Insulin, 2-deoxy-D-glucose, and food deprivation as discriminative stimuli in rats

Using a two-lever drug discrimination procedure, two groups of four rats each were trained to discriminate the stimulus effects of 1.0 U/kg insulin or 125 mg/kg 2-deoxy-D-glucose (2-DG) from saline. A third group was trained to discriminate food deprivation produced by feeding 23 h prior to sessions from satiation produced by feeding 2 h prior to sessions. Differential responding was a direct function of dose or deprivation level in each group. Rats trained to discriminate insulin responded as if they had received insulin when they received 2-DG and vice versa. Insulin and 2-DG produced deprivation-appropriate responding in two of four rats trained to discriminate food deprivation. Low insulin and 2-DG doses produced drug-appropriate responding in rats deprived 47 h, but not in rats deprived 23 h. Blood glucose level was altered by the training doses of insulin and 2-DG, but not by 23-h deprivation. These results indicate that operations that induce feeding produce discriminable stimuli, and that these effects overlap or interact. Thus, drug discrimination procedures can be useful in the analysis of ingestive behavior.

[Leu31,Pro34]neuropeptide Y (NPY), but not NPY 20-36, produces discriminative stimulus effects similar to NPY and induces food intake.

Rats were trained to discriminate between an intracerebroventricular injection of 1.15 nmol of Neuropeptide Y (NPY) and a sham injection. Rats rapidly learned to press the appropriate lever during training. NPYs discriminative stimulus effects were compared to those of saline, and 1.15-3.45 nmol [Leu31,Pro34]NPY, a Y1 receptor agonist and NPY 20-36, Y2 receptor agonist. [Leu31,Pro34]NPY resulted in NPY-appropriate responding, whereas saline and NPY 20-36 did not. [Leu31,Pro34]NPY also increased food intake, but NPY 20-36 did not. This suggests that NPYs discriminative stimulus and orexigenic effects involve the Y1, but not the Y2, receptor.

Methadone and feeding: Sources of differences between home cage and operant chamber assessment procedures

Methadone administration is reported to increase food intake in studies examining free feeding and to decrease food reinforced operant responding. In light of this apparent paradox, the present study evaluated methadones effects on food reinforced operant responding under conditions more typical of free feeding studies than operant studies.

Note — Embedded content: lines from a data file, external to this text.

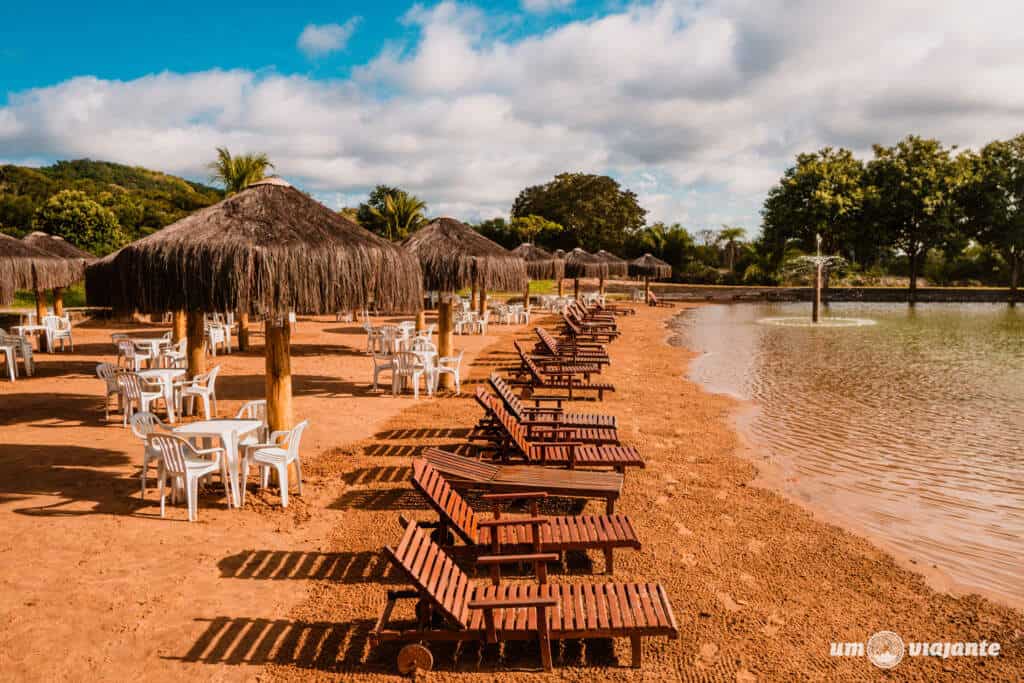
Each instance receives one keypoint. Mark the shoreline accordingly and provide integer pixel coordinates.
(774, 477)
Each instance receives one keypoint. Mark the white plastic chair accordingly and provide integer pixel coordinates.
(109, 373)
(57, 330)
(450, 365)
(136, 394)
(281, 451)
(180, 462)
(202, 387)
(410, 368)
(143, 424)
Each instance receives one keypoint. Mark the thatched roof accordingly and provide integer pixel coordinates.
(649, 266)
(454, 256)
(540, 263)
(25, 267)
(582, 264)
(268, 249)
(617, 267)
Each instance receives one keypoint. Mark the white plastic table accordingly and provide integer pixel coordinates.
(166, 377)
(228, 431)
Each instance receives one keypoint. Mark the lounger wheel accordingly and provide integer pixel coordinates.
(414, 657)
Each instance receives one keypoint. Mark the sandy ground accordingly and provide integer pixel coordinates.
(95, 585)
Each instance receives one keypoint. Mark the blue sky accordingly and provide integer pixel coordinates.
(698, 105)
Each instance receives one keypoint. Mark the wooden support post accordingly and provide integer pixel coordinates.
(197, 343)
(58, 301)
(179, 326)
(444, 335)
(279, 374)
(243, 318)
(40, 306)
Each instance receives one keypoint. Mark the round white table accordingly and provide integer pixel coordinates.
(228, 431)
(166, 377)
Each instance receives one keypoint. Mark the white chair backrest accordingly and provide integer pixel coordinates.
(253, 410)
(143, 424)
(173, 450)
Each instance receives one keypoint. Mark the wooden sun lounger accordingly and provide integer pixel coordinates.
(511, 535)
(568, 381)
(451, 607)
(470, 474)
(557, 449)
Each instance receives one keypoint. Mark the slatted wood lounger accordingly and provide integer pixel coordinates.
(470, 474)
(559, 450)
(516, 535)
(549, 346)
(563, 381)
(451, 607)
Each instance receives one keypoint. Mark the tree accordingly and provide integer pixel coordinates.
(72, 215)
(391, 212)
(913, 187)
(238, 172)
(731, 237)
(992, 198)
(595, 211)
(822, 194)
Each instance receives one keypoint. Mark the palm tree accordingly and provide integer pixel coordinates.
(238, 172)
(731, 237)
(402, 214)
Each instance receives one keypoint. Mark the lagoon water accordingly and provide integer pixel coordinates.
(910, 428)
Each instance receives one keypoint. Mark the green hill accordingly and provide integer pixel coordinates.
(142, 201)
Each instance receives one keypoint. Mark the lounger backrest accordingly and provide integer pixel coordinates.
(444, 500)
(508, 396)
(460, 466)
(509, 424)
(433, 572)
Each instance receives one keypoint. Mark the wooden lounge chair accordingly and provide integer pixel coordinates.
(561, 380)
(556, 413)
(539, 427)
(652, 300)
(557, 447)
(569, 350)
(451, 607)
(471, 474)
(516, 535)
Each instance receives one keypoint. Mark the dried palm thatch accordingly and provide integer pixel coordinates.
(617, 267)
(540, 263)
(583, 264)
(648, 266)
(454, 256)
(269, 249)
(25, 267)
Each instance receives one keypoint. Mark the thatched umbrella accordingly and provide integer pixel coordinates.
(649, 267)
(453, 256)
(59, 248)
(582, 264)
(617, 267)
(269, 249)
(26, 267)
(540, 265)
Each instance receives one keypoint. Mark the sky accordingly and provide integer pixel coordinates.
(697, 105)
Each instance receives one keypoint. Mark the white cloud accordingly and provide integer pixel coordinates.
(544, 6)
(711, 100)
(317, 40)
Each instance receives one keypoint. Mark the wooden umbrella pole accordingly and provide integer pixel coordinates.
(444, 335)
(196, 330)
(279, 375)
(243, 317)
(179, 326)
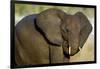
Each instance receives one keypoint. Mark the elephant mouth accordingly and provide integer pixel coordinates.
(68, 50)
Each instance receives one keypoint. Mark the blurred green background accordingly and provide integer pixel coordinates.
(22, 10)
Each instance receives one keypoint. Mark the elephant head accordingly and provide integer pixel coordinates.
(60, 28)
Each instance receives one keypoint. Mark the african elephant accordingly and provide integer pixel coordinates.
(50, 37)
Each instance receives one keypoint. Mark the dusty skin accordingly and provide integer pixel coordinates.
(87, 52)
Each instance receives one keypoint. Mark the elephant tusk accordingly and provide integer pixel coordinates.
(69, 50)
(80, 48)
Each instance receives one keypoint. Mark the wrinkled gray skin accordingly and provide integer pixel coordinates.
(46, 37)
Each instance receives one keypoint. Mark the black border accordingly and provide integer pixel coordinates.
(12, 35)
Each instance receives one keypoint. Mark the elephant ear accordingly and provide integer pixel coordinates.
(50, 25)
(86, 28)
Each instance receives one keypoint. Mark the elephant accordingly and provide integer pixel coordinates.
(49, 37)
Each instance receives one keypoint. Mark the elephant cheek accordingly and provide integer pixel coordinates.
(73, 49)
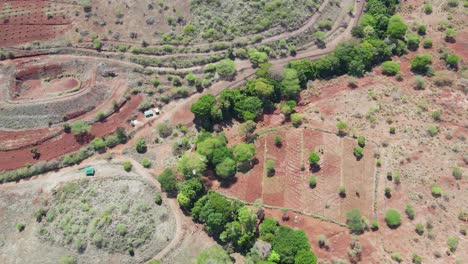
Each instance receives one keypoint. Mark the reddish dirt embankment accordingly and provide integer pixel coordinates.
(67, 143)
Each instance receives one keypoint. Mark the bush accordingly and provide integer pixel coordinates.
(146, 163)
(428, 9)
(419, 229)
(270, 167)
(164, 130)
(409, 210)
(354, 221)
(452, 61)
(452, 243)
(278, 141)
(296, 119)
(358, 152)
(393, 218)
(226, 69)
(422, 30)
(20, 227)
(314, 158)
(140, 146)
(127, 165)
(457, 173)
(312, 181)
(420, 83)
(390, 68)
(98, 144)
(420, 63)
(436, 191)
(168, 181)
(413, 41)
(158, 199)
(433, 130)
(427, 43)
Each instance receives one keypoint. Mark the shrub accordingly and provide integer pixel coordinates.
(457, 173)
(358, 152)
(140, 146)
(296, 119)
(427, 9)
(314, 158)
(270, 167)
(422, 30)
(20, 227)
(146, 163)
(80, 127)
(450, 35)
(436, 115)
(354, 221)
(390, 68)
(127, 165)
(342, 191)
(312, 181)
(278, 141)
(427, 43)
(168, 181)
(393, 218)
(413, 41)
(452, 61)
(98, 144)
(420, 83)
(97, 44)
(452, 243)
(436, 191)
(409, 210)
(158, 199)
(419, 229)
(420, 63)
(433, 130)
(164, 130)
(226, 69)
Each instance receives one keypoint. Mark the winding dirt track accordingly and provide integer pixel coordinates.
(245, 71)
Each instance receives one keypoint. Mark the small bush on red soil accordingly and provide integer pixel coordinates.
(278, 141)
(312, 181)
(354, 221)
(409, 210)
(314, 159)
(393, 218)
(358, 152)
(390, 68)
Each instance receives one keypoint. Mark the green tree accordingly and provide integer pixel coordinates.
(305, 257)
(396, 27)
(98, 144)
(393, 218)
(202, 109)
(290, 84)
(354, 221)
(168, 181)
(226, 169)
(226, 69)
(214, 254)
(314, 158)
(421, 62)
(191, 165)
(140, 146)
(244, 152)
(80, 127)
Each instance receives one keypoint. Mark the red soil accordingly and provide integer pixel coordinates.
(67, 143)
(26, 21)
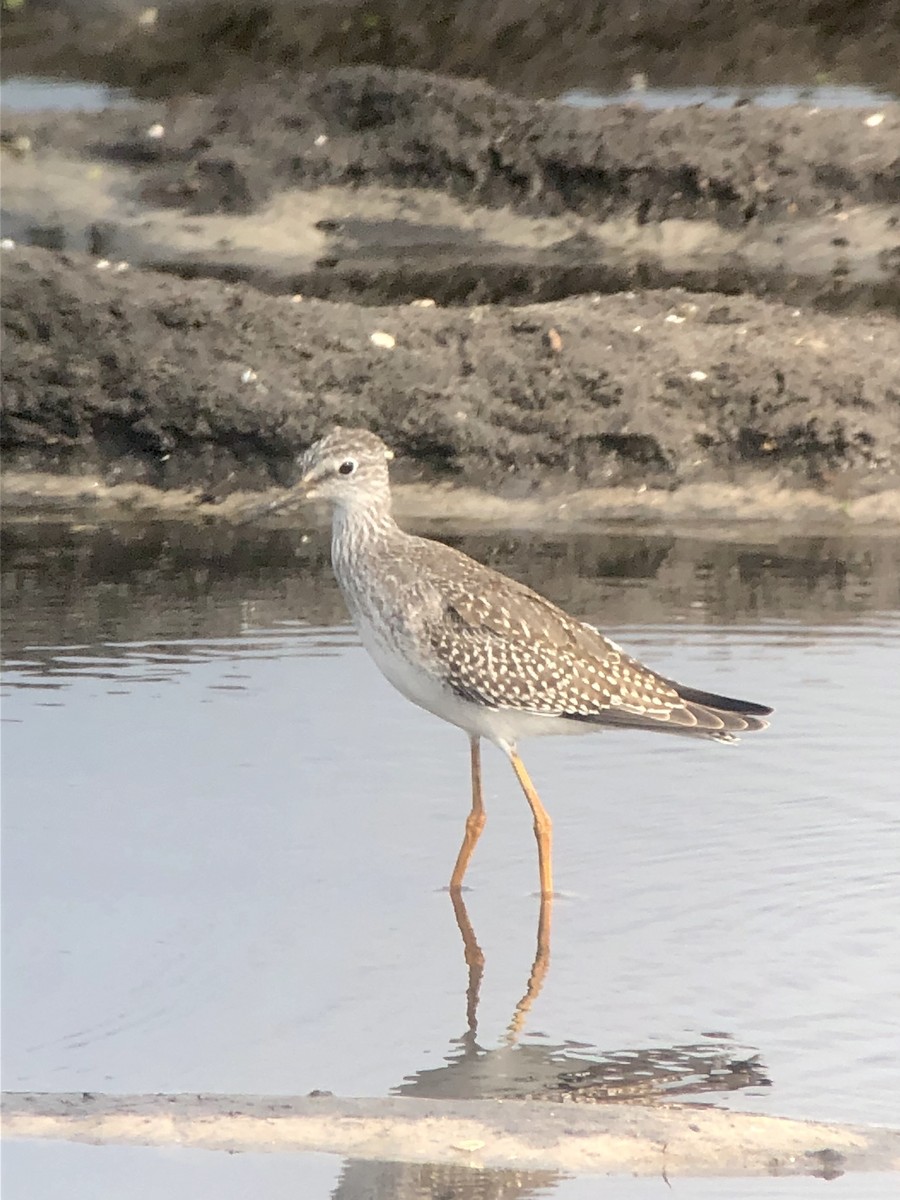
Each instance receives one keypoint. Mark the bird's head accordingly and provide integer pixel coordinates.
(346, 467)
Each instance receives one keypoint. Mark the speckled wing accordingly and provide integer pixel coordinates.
(503, 646)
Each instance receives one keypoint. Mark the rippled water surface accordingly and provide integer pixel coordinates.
(227, 839)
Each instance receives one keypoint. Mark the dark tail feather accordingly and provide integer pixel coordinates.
(723, 703)
(729, 714)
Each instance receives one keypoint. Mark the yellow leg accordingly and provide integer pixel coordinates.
(474, 821)
(539, 971)
(543, 825)
(474, 961)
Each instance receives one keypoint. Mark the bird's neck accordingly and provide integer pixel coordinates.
(359, 529)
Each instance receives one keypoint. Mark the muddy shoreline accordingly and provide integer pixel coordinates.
(610, 1139)
(528, 47)
(526, 299)
(137, 377)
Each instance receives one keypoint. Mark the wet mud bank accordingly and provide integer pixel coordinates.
(523, 298)
(610, 1139)
(381, 186)
(142, 378)
(195, 45)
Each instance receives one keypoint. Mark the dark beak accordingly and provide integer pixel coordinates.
(293, 497)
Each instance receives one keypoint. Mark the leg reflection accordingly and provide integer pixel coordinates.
(475, 965)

The effect of methadone (5 mg/kg) on food intake was examined in rats maintained at 100% of their free feeding weights. Methadone did not increase food intake with food available under a fixed ratio 1 (FR 1) reinforcement schedule. Methadone did not alter response rate when each lever press produced a larger reinforcer (225 mg as opposed to 45 mg), but did increase food intake. When response requirements were changed from lever pressing to interruption of an infrared beam, increases in food intake following methadone administration were observed. Thus, the differences between methadones effects on free feeding vs. operant chamber food intake may be due to procedural factors such as magnitude of reinforcement and response requirements.

Behavioral and neurochemical mechanisms of opioid-antidepressant interactions

Twelve pigeons key-pecked under a multiple variable interval 15-s, 150-s schedule of food reinforcement. The effects of methadone were studied alone and in combination with chronic daily administration of either imipramine (IMI) or desipramine (DMI). Chronic IMI was also given following reductions in response rates by unsignaled delay-to-reinforcement (UDR). Acute administration of methadone produced dose-dependent reductions in response rates under both schedules of reinforcement. Chronic daily administration of IMI or DMI alone did not result in lasting changes in baseline responding. When administered in combination, chronic daily IMI significantly attenuated the rate-reducing effects of methadone, whereas neither a low nor a high dose of chronic daily DMI was effective. The same dose of chronic daily IMI failed to ameliorate response rate reductions under delayed reinforcement. The behavioral and neurochemical specificity of the antidepressant effect is discussed.